Thursday, December 11, 2008

Budget Process in the Crowsnest Pass Update Dec 11

Well after five nights of reviewing our budget line by line, and giving our CAO and department heads the opportunity to defend their individual departments requests.
After making some huge steps to get our budget under control such as spending a half of a hour debating about whether we are going to charge or not charge our individual residents to remove deep freezes ($4300 this year).
We recognized that council is not going to resolve the almost $1.7 million dollar shortfall we have. So Council directed administration to bring us back a budget with an tax increase of no more than 6% for Jan 21.
Concern raised by administration that some of our service levels may be affected by restricting our tax increase to 6% I am sure that taxpayers will not lose sight of the fact that we increased taxes by 11.2% last year.
It looks like we are going to have to make some difficult choices or raise taxes by 6% or more!
The scary part is 86% of our tax base is residential, and after getting a update from our assessor commercial property as virtually increased by nothing in the last year so all of the tax burden is going to fall back on the residential home owner.

3 comments:

As The Wind Blows said...

Hi Dean,

Just curious, I've often wondered what the start up costs of water regulation would be. It is very, very stunning to me that a few businesses and wasteful individuals use so much water and yet pay the same as everyone else.

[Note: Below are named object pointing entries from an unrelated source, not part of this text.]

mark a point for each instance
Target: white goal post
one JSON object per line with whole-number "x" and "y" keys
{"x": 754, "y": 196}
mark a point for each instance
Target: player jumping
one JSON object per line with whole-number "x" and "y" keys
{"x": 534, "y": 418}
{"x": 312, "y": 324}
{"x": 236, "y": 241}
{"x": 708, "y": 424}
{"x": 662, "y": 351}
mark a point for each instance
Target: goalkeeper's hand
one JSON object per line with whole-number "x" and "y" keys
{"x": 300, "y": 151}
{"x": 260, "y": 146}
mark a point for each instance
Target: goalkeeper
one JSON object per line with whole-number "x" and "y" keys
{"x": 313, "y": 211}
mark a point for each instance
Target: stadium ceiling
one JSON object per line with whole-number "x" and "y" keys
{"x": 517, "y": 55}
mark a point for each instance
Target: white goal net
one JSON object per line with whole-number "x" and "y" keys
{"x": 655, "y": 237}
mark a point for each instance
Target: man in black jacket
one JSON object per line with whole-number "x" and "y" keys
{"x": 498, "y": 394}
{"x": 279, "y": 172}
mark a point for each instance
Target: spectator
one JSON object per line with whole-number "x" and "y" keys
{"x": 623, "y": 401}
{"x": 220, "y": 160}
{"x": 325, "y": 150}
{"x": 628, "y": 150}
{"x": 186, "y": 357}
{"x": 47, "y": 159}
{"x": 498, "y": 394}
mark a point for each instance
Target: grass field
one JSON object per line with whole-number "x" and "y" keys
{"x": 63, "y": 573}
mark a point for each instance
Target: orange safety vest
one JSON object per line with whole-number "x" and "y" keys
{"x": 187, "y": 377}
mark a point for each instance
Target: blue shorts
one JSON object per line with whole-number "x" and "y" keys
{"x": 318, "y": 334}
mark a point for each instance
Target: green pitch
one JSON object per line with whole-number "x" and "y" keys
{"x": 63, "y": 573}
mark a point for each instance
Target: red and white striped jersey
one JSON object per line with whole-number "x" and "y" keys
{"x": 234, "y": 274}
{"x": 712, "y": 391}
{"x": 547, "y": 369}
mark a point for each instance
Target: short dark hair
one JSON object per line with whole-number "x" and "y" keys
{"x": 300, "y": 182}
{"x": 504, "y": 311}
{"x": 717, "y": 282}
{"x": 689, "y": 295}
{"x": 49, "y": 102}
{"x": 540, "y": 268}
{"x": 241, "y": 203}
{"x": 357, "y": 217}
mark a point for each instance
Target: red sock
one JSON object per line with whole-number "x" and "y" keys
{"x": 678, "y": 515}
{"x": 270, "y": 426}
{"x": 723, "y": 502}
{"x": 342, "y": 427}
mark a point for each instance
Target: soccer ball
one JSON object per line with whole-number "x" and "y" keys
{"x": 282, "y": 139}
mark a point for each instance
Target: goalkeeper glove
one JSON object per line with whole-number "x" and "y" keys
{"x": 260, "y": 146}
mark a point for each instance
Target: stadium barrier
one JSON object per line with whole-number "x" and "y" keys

It is rare to find unregulated usage like here anymore. A base cost and go from there is common place, isn't it?

Surely it would be more economical and even an income generator in a very short period of time. Say, start with the commercial properties just in Blairmore and that should pay for the rest of CNP.

Thanks,
Toni

Terry H said...

Dean, two items come to mind that could and should be cut from the budget: specifically the spring and fall cleanup and advertising due dates for utility bills.

With regard to the cleanup, I have used it as much as anyone else. However, having spent many years living in the "big" city, it always struck me as a phenomenal waste of taxpayer money. In urban areas, you either haul that sort of waste to the dump on your own, or you hire somebody to do it. The latter creates a small business opportunity for someone.

The newspaper ads concerning due dates on utility bills is right off the scale as a waste of taxpayer money. We all get many bills in the mail, each with a payment due date. It is our individual responsibility to make note of the due dates and pay them on time. If people aren't paying municipal utility bills on time, tack on a late penalty -- i.e. make money instead of spending it on ads. I know this cost is small compared to many other budget items,but it all adds up.

Just a few ideas for council to consider.

Crowsnest Pass Home said...

On water meters I would have no issue with those. I think the price of them should be set in such a way that anybody that uses an average amount of water would pay what they are paying today anybody that uses more than that should pay for that.
Spring/Fall cleanup is a total waste of time and money.
2007 $300,000 2008 $135,000 2009 in the range of $140,000.
And its not just the money for six weeks of the year our public works department does virtually nothing but pick up garbage.
Pincher Creek just dropped their cleanup because they could not afford $40,000
The Utility bill notice is another waste of tax payer dollars roughly $5000 per year.